La Sentencia del Tribunal Supremo de 19 de mayo de 2026, núm. 620/2026 (ECLI:ES:TS:2026:2148), de la Sala de lo Contencioso-Administrativo (Sección 3.ª), resuelve respecto del recurso contencioso-administrativo interpuesto por la Generalitat Valenciana contra el Real Decreto 1312/2024, de 23 de diciembre, por el que se regulaba el procedimiento de Registro Único de Arrendamientos y se creó la Ventanilla Única Digital de Arrendamientos (VUDA) para la recogida e intercambio de datos relativos al alquiler de alojamientos de corta duración.  

El fallo estima parcialmente el recurso y anula los preceptos del citado Real Decreto relativos al procedimiento de registro único y la obligación de la inscripción en el Registro de la Propiedad o en el de Bienes Muebles para obtener un número de registro que permite ofrecer los servicios de alquiler de alojamientos de corta duración a través de las plataformas en línea con licencia previa por parte de la administración pública correspondiente, al entender que el Estado carecía de título competencial suficiente para su creación, dado que la materia afecta a las competencias autonómicas en turismo y vivienda 

Concretamente, se considera que la exigencia de calificación favorable por parte del Registrador, quien no es competente en materia de turismo, para la obtención del número de registro, entra a valorar nuevamente la validez de un registro ya otorgado por la Comunidad Autónoma competente. Por ejemplo, si un Ayuntamiento ya había otorgado un número de licencia y el inmueble objeto de arrendamiento de corta durada ostentaba y cumplía con los requisitos legalmente exigibles, ¿porque debía volver a valorarse y obtenerse ulterior número para poder ser comercializado? En suma, el Real Decreto objeto de controversia, lejos de lo que predicaba el Reglamento UE a tales efectos, se aleja de la simplificación que se buscaba, estableciendo un doble registro, el de las Comunidades Autónomas, quienes, si ostentan la competencia a tales efectos y, posteriormente el del Registro de la Propiedad. Igualmente, se confirma la validez de la regulación de la VUDA y de las obligaciones de comunicación de datos de las plataformas digitales. 

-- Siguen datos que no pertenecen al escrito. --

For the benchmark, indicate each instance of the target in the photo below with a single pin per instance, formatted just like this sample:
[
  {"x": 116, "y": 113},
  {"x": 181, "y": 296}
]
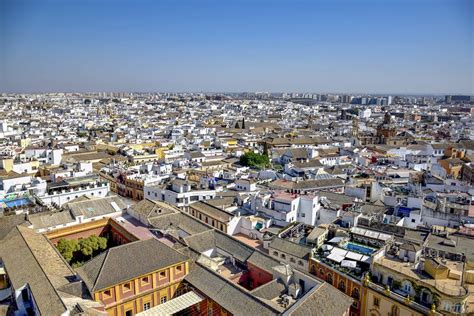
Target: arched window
[
  {"x": 329, "y": 278},
  {"x": 355, "y": 293},
  {"x": 458, "y": 308},
  {"x": 342, "y": 286},
  {"x": 395, "y": 310},
  {"x": 407, "y": 287},
  {"x": 447, "y": 306}
]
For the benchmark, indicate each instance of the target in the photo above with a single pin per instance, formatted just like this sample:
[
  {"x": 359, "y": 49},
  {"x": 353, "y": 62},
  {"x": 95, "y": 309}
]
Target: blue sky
[{"x": 353, "y": 46}]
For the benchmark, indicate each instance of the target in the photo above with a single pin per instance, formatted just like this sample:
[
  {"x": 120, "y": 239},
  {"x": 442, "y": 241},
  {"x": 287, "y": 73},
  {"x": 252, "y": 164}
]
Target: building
[{"x": 135, "y": 277}]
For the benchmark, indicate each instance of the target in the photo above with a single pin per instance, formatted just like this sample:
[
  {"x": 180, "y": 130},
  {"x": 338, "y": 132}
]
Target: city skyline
[{"x": 398, "y": 47}]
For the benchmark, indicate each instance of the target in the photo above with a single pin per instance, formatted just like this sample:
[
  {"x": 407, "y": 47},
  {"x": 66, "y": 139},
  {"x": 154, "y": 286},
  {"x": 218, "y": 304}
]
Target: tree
[{"x": 86, "y": 247}]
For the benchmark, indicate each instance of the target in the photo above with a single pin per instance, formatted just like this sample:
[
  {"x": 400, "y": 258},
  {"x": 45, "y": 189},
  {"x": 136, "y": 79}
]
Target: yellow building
[{"x": 135, "y": 277}]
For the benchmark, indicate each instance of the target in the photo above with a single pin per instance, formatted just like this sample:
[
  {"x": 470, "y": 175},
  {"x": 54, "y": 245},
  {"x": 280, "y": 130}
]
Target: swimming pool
[
  {"x": 359, "y": 248},
  {"x": 17, "y": 203}
]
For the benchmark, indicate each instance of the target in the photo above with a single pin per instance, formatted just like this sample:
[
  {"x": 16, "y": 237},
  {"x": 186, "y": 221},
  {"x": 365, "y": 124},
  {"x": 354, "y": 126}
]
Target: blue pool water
[
  {"x": 359, "y": 248},
  {"x": 18, "y": 202}
]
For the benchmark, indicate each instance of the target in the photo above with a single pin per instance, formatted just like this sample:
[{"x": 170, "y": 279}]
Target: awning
[{"x": 175, "y": 305}]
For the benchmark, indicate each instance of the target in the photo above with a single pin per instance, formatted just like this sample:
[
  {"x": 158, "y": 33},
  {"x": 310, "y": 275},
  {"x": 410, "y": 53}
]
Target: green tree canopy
[{"x": 252, "y": 159}]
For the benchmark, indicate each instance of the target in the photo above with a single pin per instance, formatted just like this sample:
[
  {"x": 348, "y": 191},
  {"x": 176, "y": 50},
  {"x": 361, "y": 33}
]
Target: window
[
  {"x": 342, "y": 286},
  {"x": 407, "y": 287},
  {"x": 395, "y": 310},
  {"x": 329, "y": 278},
  {"x": 457, "y": 308},
  {"x": 447, "y": 306},
  {"x": 355, "y": 294},
  {"x": 376, "y": 302}
]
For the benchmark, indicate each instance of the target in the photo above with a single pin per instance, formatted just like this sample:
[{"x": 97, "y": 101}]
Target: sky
[{"x": 322, "y": 46}]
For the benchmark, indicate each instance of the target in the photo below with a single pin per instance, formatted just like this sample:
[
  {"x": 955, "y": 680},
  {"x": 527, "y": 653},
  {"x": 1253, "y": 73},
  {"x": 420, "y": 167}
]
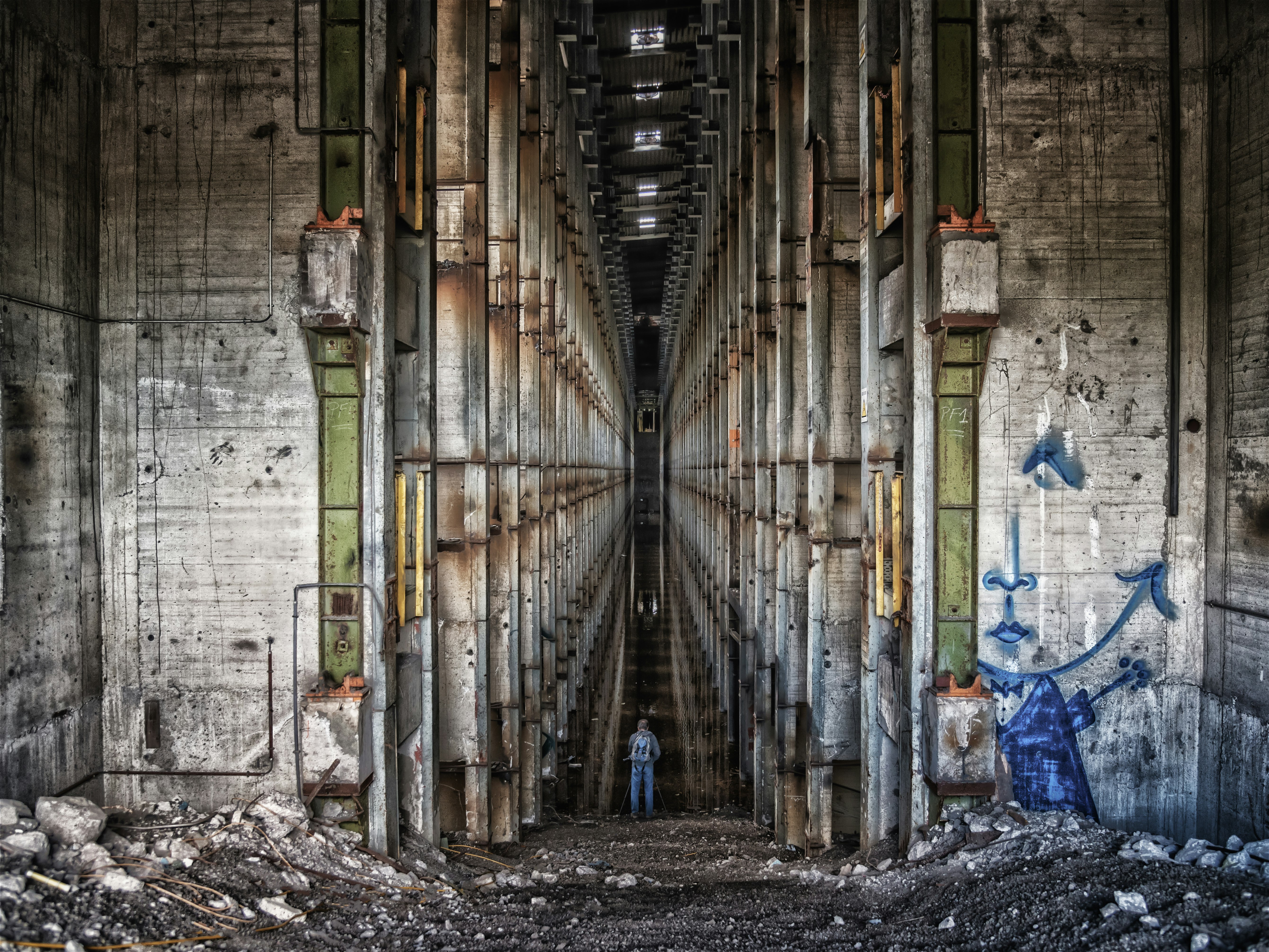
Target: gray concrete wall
[
  {"x": 1077, "y": 107},
  {"x": 51, "y": 673},
  {"x": 1233, "y": 790},
  {"x": 212, "y": 515}
]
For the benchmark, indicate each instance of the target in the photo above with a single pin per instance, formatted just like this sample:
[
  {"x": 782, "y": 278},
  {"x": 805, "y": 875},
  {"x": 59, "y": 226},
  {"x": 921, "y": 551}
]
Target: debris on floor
[{"x": 268, "y": 875}]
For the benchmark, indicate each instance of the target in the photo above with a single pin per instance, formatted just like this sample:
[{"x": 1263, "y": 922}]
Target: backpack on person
[{"x": 643, "y": 751}]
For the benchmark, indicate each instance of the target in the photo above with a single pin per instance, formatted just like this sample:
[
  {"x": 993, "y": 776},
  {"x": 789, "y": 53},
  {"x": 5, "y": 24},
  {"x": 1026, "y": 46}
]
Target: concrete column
[
  {"x": 462, "y": 418},
  {"x": 531, "y": 237},
  {"x": 504, "y": 399}
]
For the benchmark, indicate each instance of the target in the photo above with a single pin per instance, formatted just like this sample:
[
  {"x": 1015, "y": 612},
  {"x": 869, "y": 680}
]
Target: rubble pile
[
  {"x": 267, "y": 874},
  {"x": 993, "y": 832},
  {"x": 78, "y": 875}
]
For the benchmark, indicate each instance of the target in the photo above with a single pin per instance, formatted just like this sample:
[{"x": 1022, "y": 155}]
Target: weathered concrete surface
[
  {"x": 219, "y": 520},
  {"x": 1078, "y": 185},
  {"x": 51, "y": 672},
  {"x": 1235, "y": 724}
]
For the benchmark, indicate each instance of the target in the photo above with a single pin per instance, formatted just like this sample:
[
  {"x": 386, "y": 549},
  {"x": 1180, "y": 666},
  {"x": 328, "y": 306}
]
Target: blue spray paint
[
  {"x": 1051, "y": 454},
  {"x": 1040, "y": 740},
  {"x": 1009, "y": 630}
]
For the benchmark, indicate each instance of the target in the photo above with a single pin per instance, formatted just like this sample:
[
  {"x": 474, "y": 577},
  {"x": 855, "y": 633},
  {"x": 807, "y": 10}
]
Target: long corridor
[{"x": 400, "y": 399}]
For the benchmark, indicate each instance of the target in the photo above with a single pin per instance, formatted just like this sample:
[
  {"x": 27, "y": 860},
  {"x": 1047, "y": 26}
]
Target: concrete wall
[
  {"x": 1077, "y": 107},
  {"x": 212, "y": 424},
  {"x": 1233, "y": 793},
  {"x": 51, "y": 674}
]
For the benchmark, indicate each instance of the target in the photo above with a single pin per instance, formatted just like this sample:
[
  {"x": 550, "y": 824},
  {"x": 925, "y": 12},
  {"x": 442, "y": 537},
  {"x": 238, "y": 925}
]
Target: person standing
[{"x": 644, "y": 752}]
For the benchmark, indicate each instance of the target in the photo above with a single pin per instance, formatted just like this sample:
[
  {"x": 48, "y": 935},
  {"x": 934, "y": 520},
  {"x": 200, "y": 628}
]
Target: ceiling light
[
  {"x": 648, "y": 139},
  {"x": 648, "y": 39}
]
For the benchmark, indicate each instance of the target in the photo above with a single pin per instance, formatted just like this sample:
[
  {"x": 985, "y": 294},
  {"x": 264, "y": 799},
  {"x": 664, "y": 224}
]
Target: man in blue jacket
[{"x": 644, "y": 752}]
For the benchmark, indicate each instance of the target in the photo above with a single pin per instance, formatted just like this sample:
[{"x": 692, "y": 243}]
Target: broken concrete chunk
[
  {"x": 1133, "y": 903},
  {"x": 980, "y": 824},
  {"x": 921, "y": 851},
  {"x": 276, "y": 908},
  {"x": 1192, "y": 851},
  {"x": 280, "y": 814},
  {"x": 1242, "y": 861},
  {"x": 34, "y": 842},
  {"x": 93, "y": 859},
  {"x": 1259, "y": 850},
  {"x": 70, "y": 819},
  {"x": 174, "y": 848}
]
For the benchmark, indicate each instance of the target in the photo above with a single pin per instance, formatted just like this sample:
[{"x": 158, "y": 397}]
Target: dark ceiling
[{"x": 640, "y": 124}]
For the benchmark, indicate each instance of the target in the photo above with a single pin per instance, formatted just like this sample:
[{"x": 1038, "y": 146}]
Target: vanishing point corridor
[{"x": 400, "y": 400}]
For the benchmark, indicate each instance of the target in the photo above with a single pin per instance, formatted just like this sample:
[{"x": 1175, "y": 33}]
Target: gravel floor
[{"x": 702, "y": 883}]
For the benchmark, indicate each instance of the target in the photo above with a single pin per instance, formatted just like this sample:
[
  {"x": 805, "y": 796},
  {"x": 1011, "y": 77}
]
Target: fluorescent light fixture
[
  {"x": 648, "y": 39},
  {"x": 648, "y": 139}
]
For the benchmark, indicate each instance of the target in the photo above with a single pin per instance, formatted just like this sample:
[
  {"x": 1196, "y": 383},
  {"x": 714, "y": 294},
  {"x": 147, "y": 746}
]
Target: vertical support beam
[
  {"x": 412, "y": 26},
  {"x": 530, "y": 418},
  {"x": 790, "y": 619},
  {"x": 117, "y": 394},
  {"x": 378, "y": 517},
  {"x": 915, "y": 672},
  {"x": 462, "y": 419},
  {"x": 819, "y": 139},
  {"x": 1187, "y": 542},
  {"x": 766, "y": 320},
  {"x": 504, "y": 380}
]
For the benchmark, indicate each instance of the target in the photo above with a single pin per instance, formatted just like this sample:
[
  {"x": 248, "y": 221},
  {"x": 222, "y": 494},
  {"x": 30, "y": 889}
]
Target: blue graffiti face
[
  {"x": 1040, "y": 740},
  {"x": 1053, "y": 455},
  {"x": 1011, "y": 631}
]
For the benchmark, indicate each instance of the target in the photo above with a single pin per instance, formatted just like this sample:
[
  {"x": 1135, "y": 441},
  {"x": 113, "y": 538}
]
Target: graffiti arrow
[{"x": 1151, "y": 583}]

Analizamos la presente resolución por cuanto detrás del debate competencial hay un coste muy concreto para miles de propietarios y gestores: quienes ya tramitaron el Número de Registro Único de Arrendamientos (NRUA), comunicaron sus datos, incluso a un mínimo de dos administraciones distintas (estatal y local), siendo este último punto innecesario por cuanto debería unificarse y facilitarse la comunicación de datos. A su vez, asumieron los gastos derivados del procedimiento, de obtención del NRUA, encontrándose ahora con que todo ese esfuerzo queda anulado sin compensación y sin una solución transitoria clara. La sentencia resuelve el conflicto entre instituciones, pero no dice nada sobre qué ocurre con quienes cumplieron de buena fe una obligación que el Tribunal acaba de declarar inválida. 

Resumen del caso: 

El litigio tiene su origen en la aprobación del Real Decreto 1312/2024, que pretendía dar cumplimiento al Reglamento (UE) 2024/1028 del Parlamento Europeo y del Consejo, de 11 de abril de 2024, sobre recogida e intercambio de datos relativos a los servicios de alquiler de alojamientos de corta duración. 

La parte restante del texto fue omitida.